2017-07-06 to 2017-07-07
Daniel Bisig, Ephraim Wegner
xCoAx 2017
Jetzt is a chronological deconstruction of the same named poem written by Max Bense. JETZT means “in the now” or in other words the present moment. The poem is an amusing play on words as well as an acute insight on the structure of German language. Bense refers to the fact that when we point to a now, as when we say “this moment” (JETZT), we have already missed it in some sense. The now eludes our capture, for it disappears at the very moment we apprehend it. The poem was created as a reaction to Georg Wilhelm Friedrich Hegels remarks on the topic of JETZT in “Phänomenologie des Geistes” (in the chapter relating to Bewusstsein, Teil I: “Die sinnliche Gewissheit”).

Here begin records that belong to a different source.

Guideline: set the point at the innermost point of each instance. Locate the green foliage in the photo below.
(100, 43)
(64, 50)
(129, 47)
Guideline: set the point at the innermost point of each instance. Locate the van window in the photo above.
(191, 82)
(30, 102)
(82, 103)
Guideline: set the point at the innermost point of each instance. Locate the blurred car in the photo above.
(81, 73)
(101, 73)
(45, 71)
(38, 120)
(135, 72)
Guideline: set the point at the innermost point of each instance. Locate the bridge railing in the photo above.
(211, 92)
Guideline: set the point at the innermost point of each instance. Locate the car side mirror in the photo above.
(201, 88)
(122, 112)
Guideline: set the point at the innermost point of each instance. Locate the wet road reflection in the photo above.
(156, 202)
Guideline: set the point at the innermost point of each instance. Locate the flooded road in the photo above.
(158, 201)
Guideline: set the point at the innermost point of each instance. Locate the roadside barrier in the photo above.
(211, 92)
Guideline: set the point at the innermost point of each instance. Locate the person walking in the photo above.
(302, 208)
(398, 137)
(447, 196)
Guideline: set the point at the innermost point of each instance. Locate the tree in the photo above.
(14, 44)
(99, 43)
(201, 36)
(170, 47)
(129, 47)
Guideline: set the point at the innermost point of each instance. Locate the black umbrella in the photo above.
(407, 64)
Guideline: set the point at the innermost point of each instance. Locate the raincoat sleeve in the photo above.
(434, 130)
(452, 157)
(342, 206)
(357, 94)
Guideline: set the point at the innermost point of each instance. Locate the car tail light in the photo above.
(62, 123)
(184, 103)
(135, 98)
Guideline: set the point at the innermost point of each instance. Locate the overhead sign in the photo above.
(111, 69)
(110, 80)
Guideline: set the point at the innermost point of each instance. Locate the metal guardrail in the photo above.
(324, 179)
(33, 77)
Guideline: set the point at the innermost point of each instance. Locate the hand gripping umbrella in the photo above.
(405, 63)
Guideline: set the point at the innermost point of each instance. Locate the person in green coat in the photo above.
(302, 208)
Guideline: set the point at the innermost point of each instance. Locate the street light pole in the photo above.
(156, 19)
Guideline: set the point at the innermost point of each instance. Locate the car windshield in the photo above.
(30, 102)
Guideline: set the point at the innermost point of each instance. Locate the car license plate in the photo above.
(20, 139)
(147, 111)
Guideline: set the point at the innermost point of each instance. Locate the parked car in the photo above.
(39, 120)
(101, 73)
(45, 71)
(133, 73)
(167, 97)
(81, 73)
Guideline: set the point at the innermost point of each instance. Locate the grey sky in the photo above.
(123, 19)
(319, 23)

The performance follows a composition in 10 parts and leaves space for spontaneous decisions and improvised variations by Bisig and Wegner on stage. Several words of the text are synthesized, sometimes stretched to a very long time period. The connection between music and image progresses through different forms of relationships, control parameters for sound synthesis occasionally affect image generation, spoken words become periodic attractors for the swarm simulations.
Ephraim Wegner developed a Csound script that coordinates the text material by a Markov chain. The chain indices are linked to parameters of granular synthesis (speed/duration, size, rate) a noise vocoder, a rhythm section (speed/duration) and fractional noise (speed/duration, frequency).
The video generation is also linked to the indices of the Markov chain, thus influencing swarm behaviour, repulsion and attraction of the individual particles, alignment on typographic vectors and creating various structures with different textures.
Within the borders of this setup and the limits of the composition, Bisig and Wegner are using their live impact on the stimulating indices, turning parts of their instruments on or off, setting thresholds, using transparency and volume control to respond to one another as well as to the evolving system.
The artists are approaching the phenomenon of JETZT using an entangled system of sound and images, zooming in between the lines and letters, expanding that present moment along time and assigning it a location in space. Sound and Picture are constantly changing and evolving. There is hardly a moment of temporal extension, except for those moments, when particular words of the poem are made tangible musically or in the visual projection. The play on words is complemented and counteracted by the play of the artists. This approach enables a different form of perception of that present moment, whilst at the same time it is conceived it is already overlapping with the actual presence. The issue of this simultaneity is beyond the expressive possibilities of language.